Molecular Dynamic Simulation of Tribological Properties of Vulcanized Nitrile Rubber with Different Crosslinking Densities

Molecular dynamic tribological models for vulcanized nitrile rubber with different crosslinking densities (0.4, 0.8, 1.2, 1.6)-iron substrate were established, and then the effect of the crosslinking density on the friction coefficient, relative atomic concentration, friction interface temperature and mean square displacement of rubber molecular in shear friction were analyzed. The accuracy of the model was experimentally verified. The results show that with the increase of crosslinking density, the friction coefficient of the friction pair of vulcanized nitrile rubber-iron substrate increased; the change trend was consistent with the test results. Vulcanization cross-linking could effectively improve the stiffness between rubber molecules, and restrict the movement of molecular chains, resulting in a decrease in the relative atomic concentration at the friction interface and the mean square displacement of rubber molecules.

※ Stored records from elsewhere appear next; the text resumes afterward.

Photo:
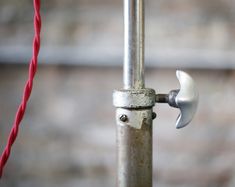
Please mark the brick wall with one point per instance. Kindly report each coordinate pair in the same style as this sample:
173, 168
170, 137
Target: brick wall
68, 135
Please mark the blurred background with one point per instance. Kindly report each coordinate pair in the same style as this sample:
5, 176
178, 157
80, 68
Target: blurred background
67, 137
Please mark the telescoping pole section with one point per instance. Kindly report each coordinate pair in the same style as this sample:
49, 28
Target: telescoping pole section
134, 105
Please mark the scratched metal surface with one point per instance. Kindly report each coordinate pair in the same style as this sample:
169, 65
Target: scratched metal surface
68, 135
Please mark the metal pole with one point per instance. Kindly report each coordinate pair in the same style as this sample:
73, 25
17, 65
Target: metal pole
133, 44
134, 116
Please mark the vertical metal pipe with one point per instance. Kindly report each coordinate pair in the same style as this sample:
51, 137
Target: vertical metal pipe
134, 144
133, 44
135, 154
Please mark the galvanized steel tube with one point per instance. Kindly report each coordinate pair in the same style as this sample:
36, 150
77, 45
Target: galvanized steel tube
134, 144
133, 44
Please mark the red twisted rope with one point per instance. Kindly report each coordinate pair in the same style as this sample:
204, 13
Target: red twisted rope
28, 87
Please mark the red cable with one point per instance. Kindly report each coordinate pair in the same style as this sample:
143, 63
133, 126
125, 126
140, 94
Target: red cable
28, 87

The increase in the stiffness of the rubber molecular improved the relative displacement between the rubber matrix and the iron substrate, and the moving of iron substrate needed to overcome more atomic bonding; so the adhesion friction force increased, resulting in an increase in the friction coefficient of the friction interface. The increase in the relative displacement also led to more energy loss, making the friction interface generate more heat; so the temperature of the friction interface rose.